CxO採用を成功させるためにはどのような準備が必要なのでしょうか。現状のCxO採用を巡る市場観や、企業に求められる体制づくりについて聞きました。
CxO採用では特定の個人に注目が集中している
——CxO(経営幹部)の採用ニーズについて、現在の市場の動きを教えてください。
澤本氏:ニーズは高まり続けていると感じます。
背景の一つには、PE(プライベート・エクイティ)ファンドなどからの案件が増加していることが挙げられます。海外企業がM&Aなどの財政政策を練る中で、円安の日本はターゲットになりやすく、投資先の経営幹部人材を求めるファンドのニーズが拡大しているのです。国内の動きだけを見ても、事業承継を課題とする中小企業のニーズが高まっていますし、スタートアップには常に採用ニーズがあります。
また、女性役員の招聘に動く企業が増えていることも最近の特徴でしょう。国は上場企業に向けて、「2030年までに女性役員比率30%」を達成するように求めています。そのため、大手企業を中心に女性役員候補を外部から招聘しようとする動きが盛んになっているのです。

——企業としては、内部昇格でCxO人材を育成することがベターであるようにも思います。
澤本氏:もちろん、どの企業も内部昇格に力を入れていると思います。ただ最近では「社内のメンバーを引き上げようとして白羽の矢を立てても、なかなか本人が同意してくれない」という悩みもよく聞きますね。特に女性役員の育成については、当の女性側に、30%という目標達成だけを目指して数合わせのような昇格を行おうとする動きを嫌う人も多いです。
——そうした背景もあってCxOの採用市場が高まっているのですね。競合が多い分、候補者探しは非常に難度が高いのでは?
澤本氏:はい。ここ1〜2年は特に、対象となる候補者を見つけることが困難になってきています。どんな企業も求めるようなプロ経営人材は国内中を見渡しても本当に少なく、特定の個人に注目が集中しているのが現状です。
メンバー層の採用でも最適な転職希望者と会えない難しさはあると思いますが、CxO人材はさらに輪を掛けて難しいと言えるでしょう。
1人ではなくチームで課題解決する「戦隊ヒーロー採用」のすすめ
——こうした状況の中でCxO人材を招聘するためには、どんな準備をするべきでしょうか。
澤本氏:前述の通り、トップレベルの最適なプロ経営人材はどこもほしがっています。

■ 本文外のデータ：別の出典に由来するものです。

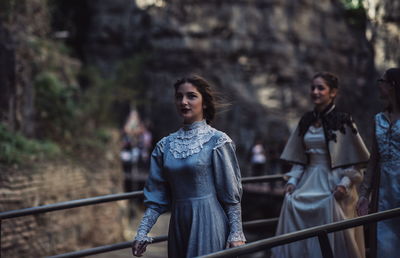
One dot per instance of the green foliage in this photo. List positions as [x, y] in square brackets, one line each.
[15, 148]
[55, 105]
[7, 8]
[355, 13]
[103, 95]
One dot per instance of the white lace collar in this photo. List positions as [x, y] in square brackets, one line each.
[190, 139]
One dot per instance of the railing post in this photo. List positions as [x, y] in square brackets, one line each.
[326, 249]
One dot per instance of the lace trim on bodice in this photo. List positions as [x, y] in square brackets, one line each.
[190, 139]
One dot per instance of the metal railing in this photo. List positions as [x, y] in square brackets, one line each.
[112, 198]
[319, 231]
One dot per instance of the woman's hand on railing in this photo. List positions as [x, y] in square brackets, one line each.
[362, 206]
[139, 247]
[289, 188]
[234, 244]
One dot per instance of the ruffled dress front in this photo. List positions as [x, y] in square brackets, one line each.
[195, 174]
[313, 204]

野球の世界に例えるなら、「大谷翔平選手の獲得に向けて多数のチームが群がっている」ような状態なのです。
ここで立ち止まって考えたいのは、自社の課題や困りごとを解決するために「大谷翔平クラスの人材が本当に必要なのか」ということ。どこからも求められるようなトップレベル人材ではなくても、これまでの経験やスキルを活かし、自社に貢献してくれる人材がいるかもしれませんよね。
——たしかに、これまで経営の第一線で活躍してきた実績がない人でも、自社の課題や困りごとを解決してくれる可能性はありますよね。
澤本氏:はい。たとえば長年経理畑を歩み、管理職を務めてきた人には、そのキャリアの中で経営危機を救う立役者となった経験があるかもしれません。職務経歴書上は派手な経歴に見えなくても、企業の経営を支える能力を持つ人材はたくさんいるのです。
また、「1人のスーパーヒーロー」ではなく、「たくさんのヒーロー」を求めることも有効ではないでしょうか。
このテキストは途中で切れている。